I use a minijet and the only time I've used a coarse filter was occasionally with fruit wine. I just used the #2 filter on all other wines (I did try sterile on white kit wine with nothing used before that and had no problem but I couldn't tell the difference in just using the #2 and it was easier to just keep 1 type of filter pads to use for all). I do use fining agents first and rack off that sediment. I never filter till I see no more sediment dropping for at least a month but usually wait till just before bottling (I bulk age reds). I filter 2 kits using one filter (or equiv 12 gals whatever wines I'm making) and never had any problems. You can do more than that with the superjet. Some people only use a coarse filter on the red wines from grapes, just wanting a light filtering (some people think filtering finer removes some of nuisance of the wine--I am not one of those people). I use the #2 on wine from grapes too.
 
Thankx for the insight Jackie.... I was thinking of doing just what you say you have done #2's for most items.

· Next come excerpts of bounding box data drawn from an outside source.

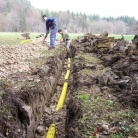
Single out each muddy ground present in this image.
[0,33,138,138]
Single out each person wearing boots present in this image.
[42,15,57,49]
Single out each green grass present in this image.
[109,35,134,41]
[0,32,82,46]
[0,32,134,46]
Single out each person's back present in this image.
[62,30,70,41]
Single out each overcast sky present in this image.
[30,0,138,19]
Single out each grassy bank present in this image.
[0,32,134,46]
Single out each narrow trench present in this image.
[35,57,73,138]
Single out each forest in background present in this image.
[0,0,138,34]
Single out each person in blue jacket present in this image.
[42,15,57,48]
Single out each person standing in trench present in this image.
[42,15,57,49]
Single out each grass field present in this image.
[0,32,134,46]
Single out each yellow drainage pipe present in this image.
[21,39,33,44]
[64,70,70,80]
[46,124,56,138]
[56,82,68,111]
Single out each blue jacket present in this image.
[46,18,56,33]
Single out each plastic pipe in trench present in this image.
[46,58,70,138]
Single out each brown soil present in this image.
[0,33,138,138]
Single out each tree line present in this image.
[0,0,138,34]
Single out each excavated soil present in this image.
[0,33,138,138]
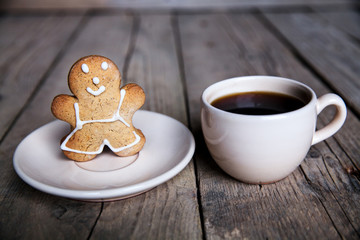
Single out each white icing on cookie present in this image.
[101,62,109,70]
[93,77,100,84]
[86,86,106,96]
[61,89,141,154]
[81,63,89,73]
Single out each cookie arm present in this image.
[51,94,77,128]
[121,83,145,114]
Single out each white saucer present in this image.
[13,110,195,201]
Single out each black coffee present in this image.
[211,92,305,115]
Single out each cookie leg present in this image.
[63,151,97,162]
[115,129,145,157]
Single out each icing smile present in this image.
[86,86,105,96]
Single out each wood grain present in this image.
[0,15,81,140]
[0,13,133,239]
[313,7,360,39]
[0,0,352,11]
[266,13,360,115]
[93,14,202,239]
[179,14,360,239]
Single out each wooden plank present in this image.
[0,0,353,10]
[93,14,202,239]
[0,15,81,140]
[0,16,135,239]
[0,15,201,239]
[313,7,360,40]
[179,14,360,239]
[266,13,360,115]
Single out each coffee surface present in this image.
[211,92,305,115]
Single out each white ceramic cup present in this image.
[201,76,346,184]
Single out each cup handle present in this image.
[311,93,346,145]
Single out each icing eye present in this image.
[101,62,109,70]
[93,77,100,84]
[81,63,89,73]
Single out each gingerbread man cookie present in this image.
[51,55,145,161]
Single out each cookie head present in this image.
[68,55,121,99]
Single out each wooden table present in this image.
[0,0,360,239]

My understanding of the #3 or sterile filters is to all but eliminate any chance of a referment in wines that would have residual sugars or are backsweetened.... but I forget were I read that from... but I don't beleive there is much noticeable difference in clarity or polish from the #2 filters.
Anyone know more on these sterile filters??
 
I have alternated between two approaches...


a) #2 for everything (white/red/blush).
b) #1 for reds, #2 for whites/blushes, #3 for nothing.


My understanding is that the #3 (ie sterile) Buon Vinopads do not filter out all the yeast as they are not fine enough. Thus I believe that filtering with #3 pads is not enough to prevent re-fermentation.


From the Super Jet instructions...
The #3 pads assist in removing up to 80% of the yeast in the wine.




Steve
 
Unless it filters out more than 99.9% of the yeast and bacteria to .45 microns, it is not absolute sterile and will not always prevent renewed fermentation or bacterial action.